- Born: Marian Rita Weinbaum October 13, 1939 Queens, New York, U.S.
- Died: October 23, 2001 (aged 62) Manhattan, New York, U.S.
- Education: Barnard College (BA) Columbia University (MA) University of Chicago (PhD)
- Occupation: Psychologist
- Spouses: Donald Fischman; Herbert Kleber;

= Marian Fischman =

American psychologist

Marian Rita Weinbaum Fischman (October 13, 1939 – October 23, 2001) was an American psychologist who researched narcotics and addiction.

== Life ==
Born Marian Rita Weinbaum in Queens, New York, Fischman lived her early years in an apartment above her father's drugstore. She attended Barnard College before completing a master's in psychology at Columbia University and a doctorate from the University of Chicago. Her thesis addressed the effects of methamphetamine on Rhesus monkeys and "found persisting effects on decreased dopamine and serotonin in the Rhesus monkey brain, suggesting long-term damage."

In 1984, she began research on cocaine and other drugs at Johns Hopkins University in Baltimore and began to examine, in physiology, how healthy, nonincarcerated human cocaine users become psychologically tolerant to larger and larger doses. To do so, she set up a residential laboratory where users could live free for up to four weeks at a time while studies continued.

According to her obituary,The addicts she recruited for her experiments were given drugs, food, hospital rooms with sound and video equipment, and pay. She also made an open offer to help any addict get treatment, but none of her subjects accepted.Fischman met her second husband, Herbert Kleber, at a scientific meeting in Washington D.C. in 1987. Together they founded a research center in drug addiction at Columbia University in 1992 and Fischman was appointed a professor with tenure at Columbia.

According to Kleber, Fischman was "the first research scientist since Freud to use controlled scientific experiments with humans to directly examine cocaine's effects." As co-director of one of the center's divisions, she managed five laboratories where studies were conducted to measure how patients changed physiologically and behaviorally when they were under the influence of drugs. Her models went on to become an established basis for studying potential medications to treat drug abuse. She also expanded from her concentration on studying addiction and also tested drugs that were being designed to combat the effects of cocaine and heroin.

Marian Fischman, who first married physician Donald Fischman, died at 62 on October 23, 2001, at NewYork–Presbyterian Hospital from complications with colon cancer. She was survived by Kleber and a son, two daughters, two stepdaughters, mother, and a brother. She was residing in Manhattan at the time of her death.

== Selected works ==
According to WorldCat.org, Fischman is listed as author or co-author of 23 works in 31 publications.

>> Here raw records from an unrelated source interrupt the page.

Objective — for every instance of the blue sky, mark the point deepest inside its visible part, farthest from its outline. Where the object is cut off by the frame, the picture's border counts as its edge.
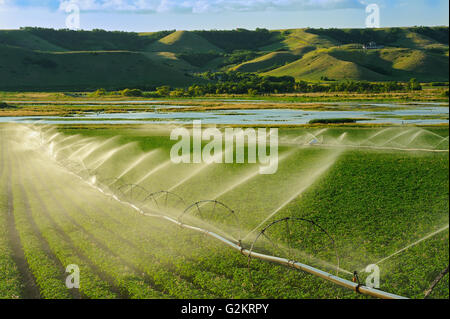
(154, 15)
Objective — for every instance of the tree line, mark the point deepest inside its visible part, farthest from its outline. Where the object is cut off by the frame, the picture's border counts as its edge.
(233, 82)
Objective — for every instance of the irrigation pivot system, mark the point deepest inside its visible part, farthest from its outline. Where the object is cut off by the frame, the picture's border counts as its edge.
(200, 217)
(137, 197)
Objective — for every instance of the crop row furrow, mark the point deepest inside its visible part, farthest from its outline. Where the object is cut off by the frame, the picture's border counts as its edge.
(11, 285)
(129, 281)
(45, 268)
(93, 283)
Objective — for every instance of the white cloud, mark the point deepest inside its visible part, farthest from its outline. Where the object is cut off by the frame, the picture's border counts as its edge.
(209, 6)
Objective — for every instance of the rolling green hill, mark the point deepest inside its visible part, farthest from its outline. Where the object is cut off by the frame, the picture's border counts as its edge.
(83, 70)
(46, 59)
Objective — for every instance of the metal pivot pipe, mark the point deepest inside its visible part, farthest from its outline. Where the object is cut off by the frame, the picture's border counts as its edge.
(290, 263)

- Fischman, M. W., & Foltin, R. W. (1991). Utility of subjective‐effects measurements in assessing abuse liability of drugs in humans. British journal of addiction, 86(12), 1563-1570.
- Rolls, B. J., Kim-Harris, S., Fischman, M. W., Foltin, R. W., Moran, T. H., & Stoner, S. A. (1994). Satiety after preloads with different amounts of fat and carbohydrate: implications for obesity. The American journal of clinical nutrition, 60(4), 476-487.
- Hatsukami, D. K., & Fischman, M. W. (1996). Crack cocaine and cocaine hydrochloride: Are the differences myth or reality?. Jama, 276(19), 1580-1588.
- Haney, M., Ward, A. S., Comer, S. D., Foltin, R. W., & Fischman, M. W. (1999). Abstinence symptoms following smoked marijuana in humans. Psychopharmacology, 141(4), 395-404.
- Hart, C. L., Van Gorp, W., Haney, M., Foltin, R. W., & Fischman, M. W. (2001). Effects of acute smoked marijuana on complex cognitive performance. Neuropsychopharmacology, 25(5), 757-765.
- Martinez, D., Broft, A., Foltin, R. W., Slifstein, M., Hwang, D. R., Huang, Y., ... & Laruelle, M. (2004). Cocaine dependence and D 2 receptor availability in the functional subdivisions of the striatum: relationship with cocaine-seeking behavior. Neuropsychopharmacology, 29(6), 1190-1202.
- Martinez, D., Narendran, R., Foltin, R. W., Slifstein, M., Hwang, D. R., Broft, A., ... & Laruelle, M. (2007). Amphetamine-induced dopamine release: markedly blunted in cocaine dependence and predictive of the choice to self-administer cocaine. American Journal of Psychiatry, 164(4), 622-629.